My lifestyle shapes the content and form of my art. I move around a lot. I’m often separated from my family and outside my home country of Canada. As a result, I’m usually in a state of adjustment, experiencing a new place or adjusting to an old one. My work is often a direct response to these experiences.
        In Canada, 1998, I made work that negotiates and critiques issues of colonialism and development, that involve the use of water, land, and people. I take photographs of forests and one lake where my family has a cottage, and near where my German-Jewish great-grandmother’s family settled in the 1880s. The work also reference paintings by the Group of Seven, part of the colonizing nationalist project in Canada, 1915-1930. I alter my photographs in Photoshop, print them on paper or mylar, and apply thick abstract shapes in acrylic paint. Materials and imagery, realistic and abstract, interrupt, disturb, and co-exist.
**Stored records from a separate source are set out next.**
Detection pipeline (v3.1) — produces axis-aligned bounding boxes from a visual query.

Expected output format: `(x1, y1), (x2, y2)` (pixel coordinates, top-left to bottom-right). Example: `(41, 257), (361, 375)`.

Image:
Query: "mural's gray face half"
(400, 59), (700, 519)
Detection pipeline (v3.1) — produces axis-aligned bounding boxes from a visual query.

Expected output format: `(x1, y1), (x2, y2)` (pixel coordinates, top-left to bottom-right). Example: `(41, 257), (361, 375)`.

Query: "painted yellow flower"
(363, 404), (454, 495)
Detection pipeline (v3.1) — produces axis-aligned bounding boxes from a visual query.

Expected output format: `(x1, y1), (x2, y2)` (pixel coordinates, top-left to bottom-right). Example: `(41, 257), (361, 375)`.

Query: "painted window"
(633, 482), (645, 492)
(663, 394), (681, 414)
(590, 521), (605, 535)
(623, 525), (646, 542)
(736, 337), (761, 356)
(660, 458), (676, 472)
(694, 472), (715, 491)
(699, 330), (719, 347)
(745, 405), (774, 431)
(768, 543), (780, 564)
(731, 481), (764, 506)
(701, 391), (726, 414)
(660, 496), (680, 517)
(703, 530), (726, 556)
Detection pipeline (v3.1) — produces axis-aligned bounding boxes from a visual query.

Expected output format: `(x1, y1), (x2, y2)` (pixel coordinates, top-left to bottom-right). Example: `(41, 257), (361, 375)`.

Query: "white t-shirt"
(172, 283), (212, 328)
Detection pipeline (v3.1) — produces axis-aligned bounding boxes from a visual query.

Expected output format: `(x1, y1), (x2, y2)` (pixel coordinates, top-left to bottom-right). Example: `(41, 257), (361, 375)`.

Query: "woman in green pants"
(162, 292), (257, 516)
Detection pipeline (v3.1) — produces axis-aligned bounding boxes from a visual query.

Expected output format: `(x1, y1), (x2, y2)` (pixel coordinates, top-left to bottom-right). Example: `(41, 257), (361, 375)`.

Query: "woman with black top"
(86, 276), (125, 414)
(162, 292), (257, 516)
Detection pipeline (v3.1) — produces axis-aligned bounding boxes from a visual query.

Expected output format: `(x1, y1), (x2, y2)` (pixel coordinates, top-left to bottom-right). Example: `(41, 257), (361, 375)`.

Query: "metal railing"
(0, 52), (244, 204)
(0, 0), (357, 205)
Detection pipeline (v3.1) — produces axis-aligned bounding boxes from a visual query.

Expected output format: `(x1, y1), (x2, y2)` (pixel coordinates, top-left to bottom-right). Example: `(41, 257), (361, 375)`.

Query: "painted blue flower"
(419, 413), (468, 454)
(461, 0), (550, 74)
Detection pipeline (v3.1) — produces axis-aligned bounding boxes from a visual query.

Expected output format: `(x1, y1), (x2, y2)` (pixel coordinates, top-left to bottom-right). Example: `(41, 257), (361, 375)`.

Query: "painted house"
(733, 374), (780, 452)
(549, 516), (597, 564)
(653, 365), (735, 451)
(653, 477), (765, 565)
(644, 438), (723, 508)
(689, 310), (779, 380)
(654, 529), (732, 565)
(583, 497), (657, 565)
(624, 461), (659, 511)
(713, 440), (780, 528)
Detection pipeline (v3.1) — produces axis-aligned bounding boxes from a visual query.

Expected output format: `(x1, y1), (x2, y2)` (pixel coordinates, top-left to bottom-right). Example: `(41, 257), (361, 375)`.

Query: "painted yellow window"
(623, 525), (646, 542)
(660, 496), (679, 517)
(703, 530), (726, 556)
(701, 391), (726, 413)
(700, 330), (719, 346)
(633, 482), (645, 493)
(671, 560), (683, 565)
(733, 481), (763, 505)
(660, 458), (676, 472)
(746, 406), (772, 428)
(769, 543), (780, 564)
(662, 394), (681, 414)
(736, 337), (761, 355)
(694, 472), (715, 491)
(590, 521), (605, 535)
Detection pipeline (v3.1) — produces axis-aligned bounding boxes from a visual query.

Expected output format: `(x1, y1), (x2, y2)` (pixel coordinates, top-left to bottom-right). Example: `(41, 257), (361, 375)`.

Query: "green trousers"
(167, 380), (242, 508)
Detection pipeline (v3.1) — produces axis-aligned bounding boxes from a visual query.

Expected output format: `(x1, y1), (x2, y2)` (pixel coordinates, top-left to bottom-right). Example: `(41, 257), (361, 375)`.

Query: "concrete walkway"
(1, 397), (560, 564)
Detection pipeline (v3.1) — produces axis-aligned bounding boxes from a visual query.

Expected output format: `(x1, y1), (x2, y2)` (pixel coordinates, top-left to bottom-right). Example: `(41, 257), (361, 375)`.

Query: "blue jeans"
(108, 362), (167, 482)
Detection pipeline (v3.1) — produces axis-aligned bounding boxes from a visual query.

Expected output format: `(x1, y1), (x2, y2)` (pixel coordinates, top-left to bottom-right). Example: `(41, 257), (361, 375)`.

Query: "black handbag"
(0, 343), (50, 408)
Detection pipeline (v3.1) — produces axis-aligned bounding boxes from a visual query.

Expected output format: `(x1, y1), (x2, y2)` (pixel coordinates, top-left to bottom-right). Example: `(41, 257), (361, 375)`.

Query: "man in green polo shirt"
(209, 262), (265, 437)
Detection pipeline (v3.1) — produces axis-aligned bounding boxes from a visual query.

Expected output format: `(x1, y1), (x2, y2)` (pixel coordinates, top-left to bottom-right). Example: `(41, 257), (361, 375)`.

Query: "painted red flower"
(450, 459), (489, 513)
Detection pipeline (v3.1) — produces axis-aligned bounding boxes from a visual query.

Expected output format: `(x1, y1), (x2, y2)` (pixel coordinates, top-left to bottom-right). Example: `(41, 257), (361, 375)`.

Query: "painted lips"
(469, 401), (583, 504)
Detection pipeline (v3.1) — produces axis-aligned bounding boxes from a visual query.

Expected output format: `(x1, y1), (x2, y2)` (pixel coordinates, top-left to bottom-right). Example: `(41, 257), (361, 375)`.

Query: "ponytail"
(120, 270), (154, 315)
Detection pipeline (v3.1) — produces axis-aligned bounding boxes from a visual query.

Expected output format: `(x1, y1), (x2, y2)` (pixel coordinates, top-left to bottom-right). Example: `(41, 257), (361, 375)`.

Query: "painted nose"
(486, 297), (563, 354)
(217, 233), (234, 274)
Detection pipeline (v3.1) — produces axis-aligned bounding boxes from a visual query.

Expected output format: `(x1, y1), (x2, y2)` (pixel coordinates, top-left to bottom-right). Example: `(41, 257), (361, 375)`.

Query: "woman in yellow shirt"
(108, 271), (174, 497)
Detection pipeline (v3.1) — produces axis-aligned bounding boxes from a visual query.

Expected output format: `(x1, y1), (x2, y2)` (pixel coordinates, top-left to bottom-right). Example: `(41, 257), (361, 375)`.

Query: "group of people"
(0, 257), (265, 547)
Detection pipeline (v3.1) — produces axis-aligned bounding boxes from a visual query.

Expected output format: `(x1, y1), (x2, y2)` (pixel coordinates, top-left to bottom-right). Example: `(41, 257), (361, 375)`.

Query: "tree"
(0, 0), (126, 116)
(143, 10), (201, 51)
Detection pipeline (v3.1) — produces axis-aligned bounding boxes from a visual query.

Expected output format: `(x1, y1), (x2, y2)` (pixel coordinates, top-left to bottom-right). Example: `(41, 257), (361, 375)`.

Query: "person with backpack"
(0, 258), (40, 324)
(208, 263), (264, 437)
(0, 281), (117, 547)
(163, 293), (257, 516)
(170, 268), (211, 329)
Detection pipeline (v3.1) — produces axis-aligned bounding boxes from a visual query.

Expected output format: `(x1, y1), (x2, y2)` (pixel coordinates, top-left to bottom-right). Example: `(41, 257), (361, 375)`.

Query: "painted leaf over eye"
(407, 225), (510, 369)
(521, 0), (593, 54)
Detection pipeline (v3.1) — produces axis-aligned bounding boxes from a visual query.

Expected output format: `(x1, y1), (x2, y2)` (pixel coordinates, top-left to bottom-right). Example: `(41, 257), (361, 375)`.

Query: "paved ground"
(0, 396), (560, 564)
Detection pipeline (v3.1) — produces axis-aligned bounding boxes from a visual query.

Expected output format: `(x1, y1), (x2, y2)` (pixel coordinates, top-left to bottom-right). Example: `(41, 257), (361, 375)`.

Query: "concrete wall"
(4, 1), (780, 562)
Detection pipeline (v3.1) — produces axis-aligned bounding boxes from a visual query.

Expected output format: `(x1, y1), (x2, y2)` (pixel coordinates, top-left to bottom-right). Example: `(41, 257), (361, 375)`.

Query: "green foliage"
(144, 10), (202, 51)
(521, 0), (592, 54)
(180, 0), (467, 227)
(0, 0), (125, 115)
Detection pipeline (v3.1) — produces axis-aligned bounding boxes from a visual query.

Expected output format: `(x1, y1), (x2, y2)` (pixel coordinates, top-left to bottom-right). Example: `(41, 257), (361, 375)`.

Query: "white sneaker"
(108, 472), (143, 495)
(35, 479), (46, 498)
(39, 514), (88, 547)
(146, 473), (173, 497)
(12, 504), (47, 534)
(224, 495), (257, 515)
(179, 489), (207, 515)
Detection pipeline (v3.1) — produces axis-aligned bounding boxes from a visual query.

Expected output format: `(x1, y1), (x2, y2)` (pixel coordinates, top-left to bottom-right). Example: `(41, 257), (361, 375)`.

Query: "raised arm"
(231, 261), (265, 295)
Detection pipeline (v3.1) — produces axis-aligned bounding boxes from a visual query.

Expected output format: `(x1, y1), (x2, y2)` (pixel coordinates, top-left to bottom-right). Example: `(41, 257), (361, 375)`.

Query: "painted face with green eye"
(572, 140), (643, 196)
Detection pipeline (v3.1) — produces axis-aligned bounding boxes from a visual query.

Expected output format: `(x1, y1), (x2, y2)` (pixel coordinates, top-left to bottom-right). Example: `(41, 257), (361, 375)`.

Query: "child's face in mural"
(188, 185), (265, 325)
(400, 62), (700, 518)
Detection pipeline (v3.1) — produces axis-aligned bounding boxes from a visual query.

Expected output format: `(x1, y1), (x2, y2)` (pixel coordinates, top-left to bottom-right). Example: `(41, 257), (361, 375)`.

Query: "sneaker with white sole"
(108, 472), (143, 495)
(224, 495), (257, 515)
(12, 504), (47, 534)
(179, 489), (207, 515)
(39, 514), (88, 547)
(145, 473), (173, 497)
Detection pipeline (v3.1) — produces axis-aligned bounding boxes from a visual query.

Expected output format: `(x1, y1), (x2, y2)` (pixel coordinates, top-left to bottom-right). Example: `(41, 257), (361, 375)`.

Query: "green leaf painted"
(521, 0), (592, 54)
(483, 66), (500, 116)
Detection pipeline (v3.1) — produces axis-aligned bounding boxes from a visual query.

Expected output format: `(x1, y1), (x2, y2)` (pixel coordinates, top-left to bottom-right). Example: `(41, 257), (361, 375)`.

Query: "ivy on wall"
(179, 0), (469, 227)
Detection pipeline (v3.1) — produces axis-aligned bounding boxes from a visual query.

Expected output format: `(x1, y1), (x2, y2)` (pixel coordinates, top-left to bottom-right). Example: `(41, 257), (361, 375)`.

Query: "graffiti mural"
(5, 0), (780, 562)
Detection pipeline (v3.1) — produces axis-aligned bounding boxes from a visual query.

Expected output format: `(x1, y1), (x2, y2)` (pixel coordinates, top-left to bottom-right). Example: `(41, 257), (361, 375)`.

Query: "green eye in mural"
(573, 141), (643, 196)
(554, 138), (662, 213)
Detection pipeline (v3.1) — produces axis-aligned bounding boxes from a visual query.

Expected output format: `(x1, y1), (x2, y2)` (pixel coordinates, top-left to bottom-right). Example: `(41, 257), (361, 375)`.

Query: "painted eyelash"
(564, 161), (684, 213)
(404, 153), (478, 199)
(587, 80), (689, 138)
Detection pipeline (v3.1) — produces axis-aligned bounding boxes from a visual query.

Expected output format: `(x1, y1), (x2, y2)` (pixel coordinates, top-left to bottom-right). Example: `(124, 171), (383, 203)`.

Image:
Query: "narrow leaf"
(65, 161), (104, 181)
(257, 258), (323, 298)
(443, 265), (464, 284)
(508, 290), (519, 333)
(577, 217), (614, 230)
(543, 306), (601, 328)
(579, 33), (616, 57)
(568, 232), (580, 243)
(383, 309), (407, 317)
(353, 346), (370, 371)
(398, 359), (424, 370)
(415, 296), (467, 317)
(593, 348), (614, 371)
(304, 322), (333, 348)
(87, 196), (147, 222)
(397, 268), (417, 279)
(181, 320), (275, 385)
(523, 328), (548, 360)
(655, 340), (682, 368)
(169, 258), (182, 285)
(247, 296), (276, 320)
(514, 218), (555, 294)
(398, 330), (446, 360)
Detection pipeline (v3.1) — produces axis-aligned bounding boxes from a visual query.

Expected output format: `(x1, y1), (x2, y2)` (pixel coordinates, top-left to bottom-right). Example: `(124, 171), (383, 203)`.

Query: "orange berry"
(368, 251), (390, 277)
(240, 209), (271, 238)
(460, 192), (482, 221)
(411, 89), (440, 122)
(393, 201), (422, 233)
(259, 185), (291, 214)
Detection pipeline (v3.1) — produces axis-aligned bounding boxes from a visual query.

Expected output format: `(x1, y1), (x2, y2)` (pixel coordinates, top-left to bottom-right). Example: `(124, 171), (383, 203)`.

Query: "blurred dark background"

        I made Ghost Walk (1hr 36 min), when I lived and worked in Slovakia (eastern Europe), 2013-2017, a video of assembled footage tracking the walks I took while traveling in 2014. Together, the piece includes forest paths of Ontario, Canada, the border crossing of Amman and Israel-Palestine, Rail Depots at Auschwitz-Birkenau, Poland, and the bridges and galleries of Venice, Italy. I recorded my present day negotiation of the histories of built and natural environments. I cross cultures, and unseen experiences and observations.
        In this way, I explore the discourse of Art History and concepts that travel with me. I create something new from sources and expand upon their meaning. When I travel, I purchase art materials. In my art works, viewers navigate the temporal differences that meet in my art, art/history, my personal history, materials, and technology.